Monika avait 34 ans ce 1er avril 1971, lorsqu’elle se présenta au consulat bolivien à Hambourg, affirmant vouloir demander un visa et parler au consul. Elle entra dans son bureau, pointa son arme sur lui et tira trois fois. Quintanilla tomba, tué sur le coup. Sur sa poitrine, trois impacts en forme de V, peut-être pour dire « Victoire ». Sur le bureau, Monika laissa un mot sur lequel était écrit « Victoire ou mort », le slogan de l’ELN, l’Armée de libération nationale des guérilleros boliviens.
Monika était née en Haute-Bavière mais avait grandi en Bolivie, fille de Hans Ertl, un Allemand émigré compromis avec le nazisme. Dès son plus jeune âge, elle était bouleversée par les terribles injustices sociales en Bolivie ; son père, qui l’adorait pourtant « comme s’il s’agissait d’un fils, elle qui savait tirer comme un homme », l’invitait à laisser tomber. Monika épousa un riche Bolivien d’origine allemande, mais en 1969, elle divorça et quitta sa famille. Elle devint la maîtresse d’Inti Peredo, l’héritier du Che. « C’est un Christ avec un pistolet », disait-elle, amoureuse. Inti tomba lui aussi, tué par le tortionnaire Quintanilla, qui se fit photographier fièrement à côté de son cadavre.

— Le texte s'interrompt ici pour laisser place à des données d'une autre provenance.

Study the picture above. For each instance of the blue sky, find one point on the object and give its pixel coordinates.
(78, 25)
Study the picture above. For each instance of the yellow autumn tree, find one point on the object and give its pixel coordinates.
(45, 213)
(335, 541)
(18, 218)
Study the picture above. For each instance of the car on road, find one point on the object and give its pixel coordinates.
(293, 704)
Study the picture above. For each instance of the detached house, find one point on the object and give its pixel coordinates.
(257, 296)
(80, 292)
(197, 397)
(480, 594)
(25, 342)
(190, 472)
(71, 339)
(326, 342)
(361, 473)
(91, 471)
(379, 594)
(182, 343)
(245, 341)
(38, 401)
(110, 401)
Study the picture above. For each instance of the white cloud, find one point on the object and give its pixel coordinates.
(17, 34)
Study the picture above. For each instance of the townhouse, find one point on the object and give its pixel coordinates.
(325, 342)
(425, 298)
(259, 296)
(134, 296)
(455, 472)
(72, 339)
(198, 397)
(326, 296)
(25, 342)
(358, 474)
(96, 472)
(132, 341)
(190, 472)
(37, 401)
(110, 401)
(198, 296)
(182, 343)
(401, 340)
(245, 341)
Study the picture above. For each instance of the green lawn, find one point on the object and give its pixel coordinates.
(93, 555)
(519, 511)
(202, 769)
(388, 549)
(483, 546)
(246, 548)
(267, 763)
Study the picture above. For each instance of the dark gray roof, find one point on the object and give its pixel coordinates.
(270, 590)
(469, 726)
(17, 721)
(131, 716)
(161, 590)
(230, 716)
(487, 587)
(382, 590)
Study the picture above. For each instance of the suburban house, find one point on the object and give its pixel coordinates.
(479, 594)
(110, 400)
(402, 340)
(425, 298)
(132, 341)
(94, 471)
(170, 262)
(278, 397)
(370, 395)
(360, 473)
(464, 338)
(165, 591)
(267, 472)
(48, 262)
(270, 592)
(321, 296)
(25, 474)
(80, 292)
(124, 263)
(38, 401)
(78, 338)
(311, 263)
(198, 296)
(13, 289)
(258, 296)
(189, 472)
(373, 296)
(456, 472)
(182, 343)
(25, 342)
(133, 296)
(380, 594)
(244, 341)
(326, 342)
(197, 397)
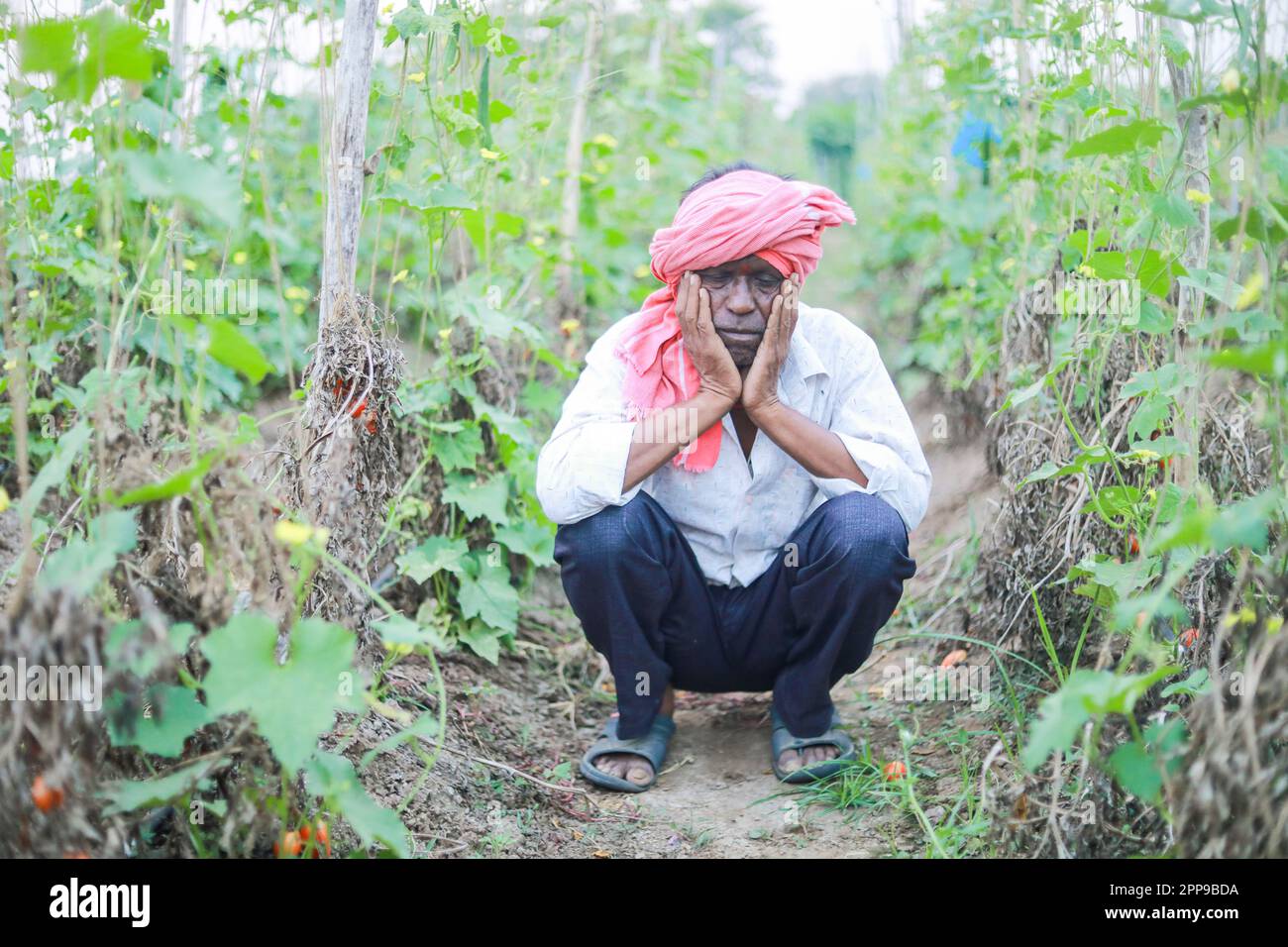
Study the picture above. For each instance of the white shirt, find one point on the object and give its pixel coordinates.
(738, 514)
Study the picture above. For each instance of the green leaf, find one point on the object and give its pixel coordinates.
(487, 499)
(335, 780)
(456, 450)
(228, 347)
(291, 703)
(436, 553)
(1173, 210)
(1243, 525)
(1134, 771)
(1085, 693)
(485, 592)
(1120, 140)
(48, 46)
(172, 175)
(528, 539)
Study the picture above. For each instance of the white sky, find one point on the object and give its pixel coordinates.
(822, 39)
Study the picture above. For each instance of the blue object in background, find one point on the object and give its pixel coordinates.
(969, 142)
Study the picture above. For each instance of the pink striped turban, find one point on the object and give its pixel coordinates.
(738, 214)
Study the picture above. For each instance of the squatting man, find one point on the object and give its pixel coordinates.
(734, 478)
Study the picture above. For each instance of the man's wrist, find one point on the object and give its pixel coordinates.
(767, 415)
(719, 401)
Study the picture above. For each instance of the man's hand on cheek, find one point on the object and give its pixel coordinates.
(760, 385)
(716, 369)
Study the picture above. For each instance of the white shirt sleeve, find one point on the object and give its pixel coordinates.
(875, 428)
(581, 468)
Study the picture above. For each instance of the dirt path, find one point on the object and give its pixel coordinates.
(717, 795)
(719, 792)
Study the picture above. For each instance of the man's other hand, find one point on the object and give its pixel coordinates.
(760, 386)
(716, 371)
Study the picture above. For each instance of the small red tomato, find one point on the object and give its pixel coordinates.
(291, 845)
(47, 797)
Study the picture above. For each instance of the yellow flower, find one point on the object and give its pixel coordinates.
(297, 534)
(1250, 292)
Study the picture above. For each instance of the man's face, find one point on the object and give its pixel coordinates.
(742, 292)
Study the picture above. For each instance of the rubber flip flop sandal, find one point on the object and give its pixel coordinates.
(782, 740)
(652, 746)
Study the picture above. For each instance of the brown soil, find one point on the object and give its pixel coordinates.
(716, 795)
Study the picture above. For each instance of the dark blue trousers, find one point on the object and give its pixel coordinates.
(803, 625)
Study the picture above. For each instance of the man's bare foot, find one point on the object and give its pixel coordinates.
(629, 766)
(791, 761)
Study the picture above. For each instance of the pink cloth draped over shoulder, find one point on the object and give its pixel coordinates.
(738, 214)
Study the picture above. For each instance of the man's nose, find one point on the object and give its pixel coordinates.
(739, 298)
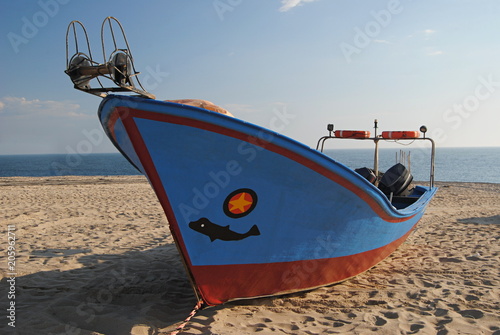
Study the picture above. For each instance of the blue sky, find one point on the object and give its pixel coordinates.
(307, 63)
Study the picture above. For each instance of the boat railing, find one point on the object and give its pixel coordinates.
(119, 67)
(385, 136)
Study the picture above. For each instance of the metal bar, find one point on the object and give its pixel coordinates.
(377, 139)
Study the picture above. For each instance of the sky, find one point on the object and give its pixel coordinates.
(289, 65)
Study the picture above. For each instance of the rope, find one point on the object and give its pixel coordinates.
(185, 322)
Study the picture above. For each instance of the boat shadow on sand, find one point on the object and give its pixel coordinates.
(135, 292)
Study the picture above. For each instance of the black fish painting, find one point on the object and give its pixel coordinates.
(223, 233)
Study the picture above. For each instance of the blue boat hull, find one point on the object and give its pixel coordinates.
(255, 213)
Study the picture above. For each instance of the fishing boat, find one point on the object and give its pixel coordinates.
(253, 213)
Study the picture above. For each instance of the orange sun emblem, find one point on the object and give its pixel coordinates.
(240, 203)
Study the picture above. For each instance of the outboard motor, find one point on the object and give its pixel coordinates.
(396, 180)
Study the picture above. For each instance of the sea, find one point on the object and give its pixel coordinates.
(451, 164)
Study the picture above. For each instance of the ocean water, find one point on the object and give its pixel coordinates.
(452, 164)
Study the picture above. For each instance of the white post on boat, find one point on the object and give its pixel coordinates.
(375, 158)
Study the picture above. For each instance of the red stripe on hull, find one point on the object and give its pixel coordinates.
(220, 283)
(126, 112)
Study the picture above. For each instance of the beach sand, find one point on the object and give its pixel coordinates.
(95, 256)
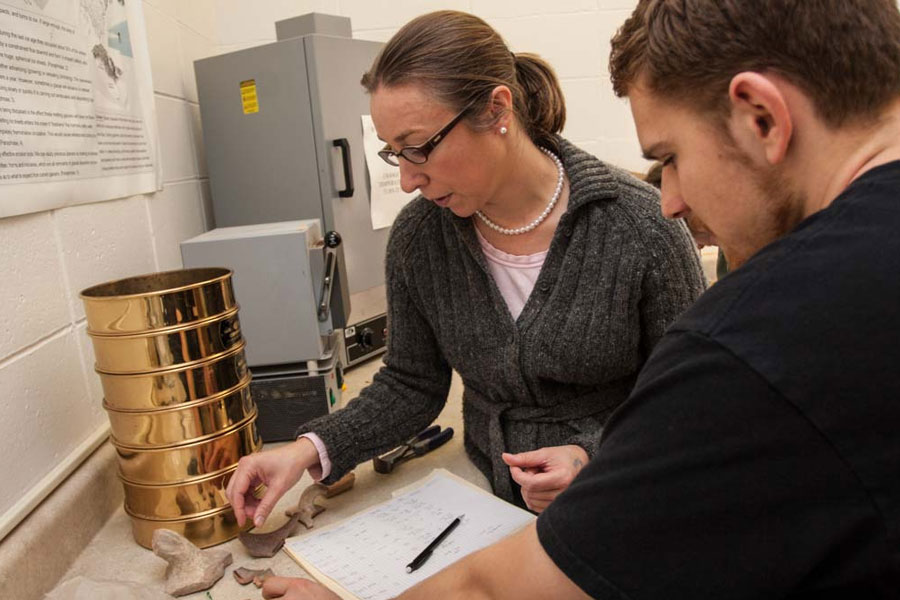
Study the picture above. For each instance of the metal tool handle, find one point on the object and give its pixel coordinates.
(332, 241)
(344, 145)
(433, 442)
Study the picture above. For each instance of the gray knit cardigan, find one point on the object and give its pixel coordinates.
(616, 275)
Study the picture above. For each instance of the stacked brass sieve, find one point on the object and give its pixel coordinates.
(170, 356)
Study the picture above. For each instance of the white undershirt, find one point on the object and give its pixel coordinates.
(514, 275)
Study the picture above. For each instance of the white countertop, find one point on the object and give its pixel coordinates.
(113, 555)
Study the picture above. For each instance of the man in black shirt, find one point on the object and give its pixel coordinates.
(759, 454)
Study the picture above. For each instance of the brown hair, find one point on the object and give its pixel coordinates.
(459, 59)
(843, 54)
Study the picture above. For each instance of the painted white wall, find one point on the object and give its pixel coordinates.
(573, 35)
(51, 400)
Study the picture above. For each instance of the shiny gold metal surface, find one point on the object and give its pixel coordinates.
(177, 500)
(188, 462)
(178, 385)
(204, 531)
(157, 300)
(181, 423)
(150, 351)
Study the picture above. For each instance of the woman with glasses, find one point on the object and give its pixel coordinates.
(540, 274)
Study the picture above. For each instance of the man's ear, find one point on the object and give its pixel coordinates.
(760, 118)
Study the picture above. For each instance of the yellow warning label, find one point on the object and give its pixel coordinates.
(249, 100)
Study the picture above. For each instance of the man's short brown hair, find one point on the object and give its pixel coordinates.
(844, 54)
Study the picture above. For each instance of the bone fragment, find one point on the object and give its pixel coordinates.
(243, 575)
(265, 545)
(268, 544)
(190, 568)
(307, 506)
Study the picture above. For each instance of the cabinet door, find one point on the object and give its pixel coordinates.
(335, 66)
(258, 134)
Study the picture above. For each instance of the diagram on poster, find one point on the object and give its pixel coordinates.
(76, 104)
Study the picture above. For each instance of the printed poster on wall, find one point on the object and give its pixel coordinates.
(77, 120)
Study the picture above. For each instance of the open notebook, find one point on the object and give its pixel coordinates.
(365, 556)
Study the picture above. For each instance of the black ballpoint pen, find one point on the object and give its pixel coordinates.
(424, 554)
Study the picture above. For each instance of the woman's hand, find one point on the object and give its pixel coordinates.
(545, 472)
(291, 588)
(278, 469)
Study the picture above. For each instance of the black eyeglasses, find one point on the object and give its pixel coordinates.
(419, 154)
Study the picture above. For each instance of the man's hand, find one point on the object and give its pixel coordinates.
(545, 472)
(277, 469)
(291, 588)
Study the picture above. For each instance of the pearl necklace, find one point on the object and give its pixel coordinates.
(543, 215)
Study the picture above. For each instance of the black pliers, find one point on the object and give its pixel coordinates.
(419, 445)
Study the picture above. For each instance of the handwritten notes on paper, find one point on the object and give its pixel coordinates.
(365, 556)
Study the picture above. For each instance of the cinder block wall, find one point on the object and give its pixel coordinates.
(52, 399)
(573, 35)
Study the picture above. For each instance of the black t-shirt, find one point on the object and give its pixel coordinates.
(759, 453)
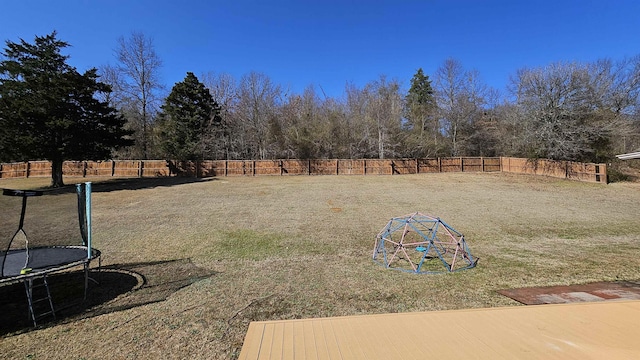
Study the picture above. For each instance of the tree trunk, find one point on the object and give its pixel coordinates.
(56, 173)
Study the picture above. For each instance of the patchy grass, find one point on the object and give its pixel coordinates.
(219, 253)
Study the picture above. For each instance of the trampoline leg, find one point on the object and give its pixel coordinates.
(29, 286)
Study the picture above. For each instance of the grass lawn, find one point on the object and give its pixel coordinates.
(218, 253)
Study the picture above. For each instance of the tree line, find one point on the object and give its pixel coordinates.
(563, 111)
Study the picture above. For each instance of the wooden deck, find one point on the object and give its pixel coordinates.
(599, 330)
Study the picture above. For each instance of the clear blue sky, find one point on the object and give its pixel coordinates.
(328, 42)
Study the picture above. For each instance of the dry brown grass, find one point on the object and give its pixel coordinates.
(219, 253)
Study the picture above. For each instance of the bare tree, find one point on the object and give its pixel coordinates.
(460, 96)
(385, 111)
(136, 84)
(258, 98)
(573, 111)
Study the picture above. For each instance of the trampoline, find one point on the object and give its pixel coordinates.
(50, 235)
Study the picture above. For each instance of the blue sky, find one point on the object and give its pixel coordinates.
(329, 43)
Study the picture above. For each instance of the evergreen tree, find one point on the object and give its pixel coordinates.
(420, 108)
(189, 117)
(50, 111)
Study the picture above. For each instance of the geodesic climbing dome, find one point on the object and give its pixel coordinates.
(423, 244)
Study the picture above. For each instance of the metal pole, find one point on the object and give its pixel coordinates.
(88, 216)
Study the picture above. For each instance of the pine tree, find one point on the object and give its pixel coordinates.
(189, 116)
(420, 112)
(50, 111)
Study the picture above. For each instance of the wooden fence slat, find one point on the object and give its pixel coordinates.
(206, 168)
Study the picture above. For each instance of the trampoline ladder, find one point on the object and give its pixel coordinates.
(35, 300)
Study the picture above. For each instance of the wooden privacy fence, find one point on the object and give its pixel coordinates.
(208, 168)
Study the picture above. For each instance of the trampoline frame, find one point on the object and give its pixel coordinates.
(29, 275)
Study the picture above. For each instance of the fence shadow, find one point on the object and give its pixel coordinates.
(116, 287)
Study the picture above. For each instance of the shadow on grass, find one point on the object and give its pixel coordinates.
(114, 288)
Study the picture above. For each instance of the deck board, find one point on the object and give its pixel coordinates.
(598, 330)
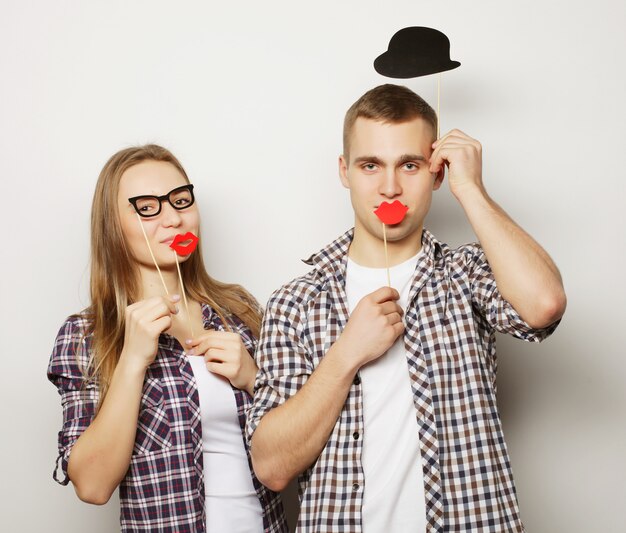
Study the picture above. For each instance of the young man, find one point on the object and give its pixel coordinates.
(382, 400)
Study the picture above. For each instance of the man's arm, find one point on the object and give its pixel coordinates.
(525, 275)
(290, 437)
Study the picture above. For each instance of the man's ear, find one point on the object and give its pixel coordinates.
(439, 178)
(343, 172)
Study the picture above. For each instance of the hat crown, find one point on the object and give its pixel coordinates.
(420, 40)
(415, 51)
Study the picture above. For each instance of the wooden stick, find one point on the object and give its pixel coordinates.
(438, 105)
(386, 256)
(151, 254)
(182, 288)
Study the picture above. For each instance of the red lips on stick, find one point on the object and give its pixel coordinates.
(180, 248)
(390, 214)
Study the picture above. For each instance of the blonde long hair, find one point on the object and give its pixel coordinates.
(115, 282)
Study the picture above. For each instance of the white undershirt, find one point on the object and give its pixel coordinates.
(393, 498)
(232, 504)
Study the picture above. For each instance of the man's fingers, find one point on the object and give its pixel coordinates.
(384, 294)
(394, 318)
(391, 307)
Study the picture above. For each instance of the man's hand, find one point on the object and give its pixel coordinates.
(463, 157)
(373, 327)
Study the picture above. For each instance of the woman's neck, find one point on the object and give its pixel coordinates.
(152, 285)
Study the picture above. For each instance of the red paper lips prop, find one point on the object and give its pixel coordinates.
(179, 246)
(391, 213)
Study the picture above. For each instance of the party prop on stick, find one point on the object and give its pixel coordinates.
(390, 214)
(180, 248)
(152, 254)
(417, 51)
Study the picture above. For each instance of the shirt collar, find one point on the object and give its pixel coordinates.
(333, 258)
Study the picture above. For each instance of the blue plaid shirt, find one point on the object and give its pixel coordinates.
(164, 487)
(454, 310)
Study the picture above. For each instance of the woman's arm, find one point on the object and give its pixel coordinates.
(100, 457)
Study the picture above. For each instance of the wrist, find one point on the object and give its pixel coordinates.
(345, 367)
(471, 194)
(131, 366)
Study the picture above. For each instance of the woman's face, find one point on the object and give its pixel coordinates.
(155, 178)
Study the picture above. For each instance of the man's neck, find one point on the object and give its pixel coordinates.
(369, 251)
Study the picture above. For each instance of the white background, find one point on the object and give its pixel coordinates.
(251, 96)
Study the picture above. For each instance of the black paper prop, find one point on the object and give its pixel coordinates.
(415, 51)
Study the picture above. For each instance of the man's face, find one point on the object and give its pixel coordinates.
(389, 162)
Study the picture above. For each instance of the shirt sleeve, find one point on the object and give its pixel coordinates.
(497, 312)
(283, 360)
(79, 396)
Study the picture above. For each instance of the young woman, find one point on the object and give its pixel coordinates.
(147, 406)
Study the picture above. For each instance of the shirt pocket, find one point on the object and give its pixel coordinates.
(153, 425)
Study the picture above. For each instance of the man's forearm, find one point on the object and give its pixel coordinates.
(525, 274)
(291, 437)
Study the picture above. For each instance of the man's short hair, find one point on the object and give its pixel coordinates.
(387, 103)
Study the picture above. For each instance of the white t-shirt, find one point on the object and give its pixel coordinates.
(393, 498)
(232, 504)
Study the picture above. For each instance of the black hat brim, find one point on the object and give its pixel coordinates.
(403, 66)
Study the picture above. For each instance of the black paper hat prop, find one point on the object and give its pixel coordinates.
(412, 52)
(417, 51)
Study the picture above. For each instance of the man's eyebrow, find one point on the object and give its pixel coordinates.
(407, 158)
(368, 159)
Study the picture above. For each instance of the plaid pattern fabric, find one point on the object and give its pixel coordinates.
(164, 487)
(454, 310)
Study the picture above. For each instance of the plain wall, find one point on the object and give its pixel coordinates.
(251, 96)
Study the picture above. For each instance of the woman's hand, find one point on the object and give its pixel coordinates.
(145, 321)
(225, 354)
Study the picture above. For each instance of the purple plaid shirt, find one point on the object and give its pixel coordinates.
(164, 487)
(453, 313)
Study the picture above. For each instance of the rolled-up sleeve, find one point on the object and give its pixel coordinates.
(79, 396)
(283, 361)
(497, 312)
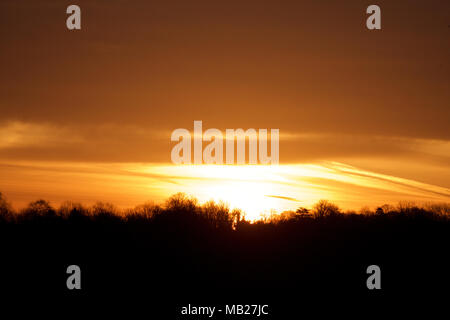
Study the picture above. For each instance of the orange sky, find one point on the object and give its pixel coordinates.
(107, 97)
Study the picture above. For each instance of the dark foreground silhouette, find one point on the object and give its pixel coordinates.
(184, 253)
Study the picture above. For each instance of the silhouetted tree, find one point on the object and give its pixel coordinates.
(324, 208)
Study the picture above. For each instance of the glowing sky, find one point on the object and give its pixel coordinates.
(255, 189)
(87, 115)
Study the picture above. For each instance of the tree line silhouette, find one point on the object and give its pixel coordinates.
(183, 249)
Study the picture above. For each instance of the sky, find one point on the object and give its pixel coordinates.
(363, 114)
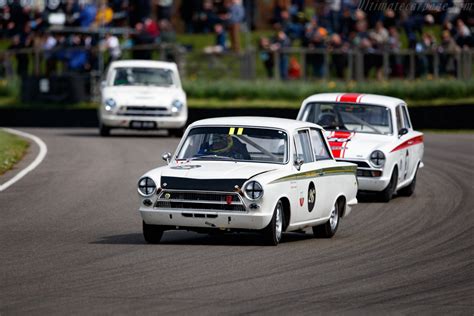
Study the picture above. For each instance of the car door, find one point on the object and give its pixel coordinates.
(307, 178)
(405, 157)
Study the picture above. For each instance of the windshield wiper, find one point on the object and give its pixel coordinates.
(211, 156)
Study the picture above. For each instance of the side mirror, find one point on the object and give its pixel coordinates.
(402, 132)
(298, 163)
(167, 157)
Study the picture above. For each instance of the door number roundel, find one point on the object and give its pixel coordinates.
(311, 196)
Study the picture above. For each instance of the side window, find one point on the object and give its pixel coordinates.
(398, 114)
(406, 117)
(303, 147)
(320, 149)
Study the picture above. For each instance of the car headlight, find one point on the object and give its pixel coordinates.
(253, 190)
(110, 104)
(377, 158)
(146, 186)
(176, 106)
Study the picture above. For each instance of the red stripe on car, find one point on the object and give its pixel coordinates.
(411, 142)
(337, 141)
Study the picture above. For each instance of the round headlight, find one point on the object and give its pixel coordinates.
(253, 190)
(176, 106)
(110, 104)
(377, 158)
(146, 186)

Monika se jura de venger le Che et Inti. Elle s’enfuit en Allemagne, où elle fut hébergée dans une communauté, dans un appartement situé dans le même immeuble que le consulat bolivien. Là-bas, la dictature militaire avait mis Quintanilla à l’abri en le nommant consul. Les généraux craignaient la malédiction de Fidel Castro, qui avait déclaré : « Les assassins du Che, je les veux tous morts. » Ils craignaient les commandos du Ministerio de la Seguridad cubain, pas une jeune Bavaroise.
Après avoir vengé le CHE elle s’enfuit en Bolivie et fut trahie et tuée en 1973 lors d’une embuscade organisée par le criminel nazi Klaus Altmann Barbie.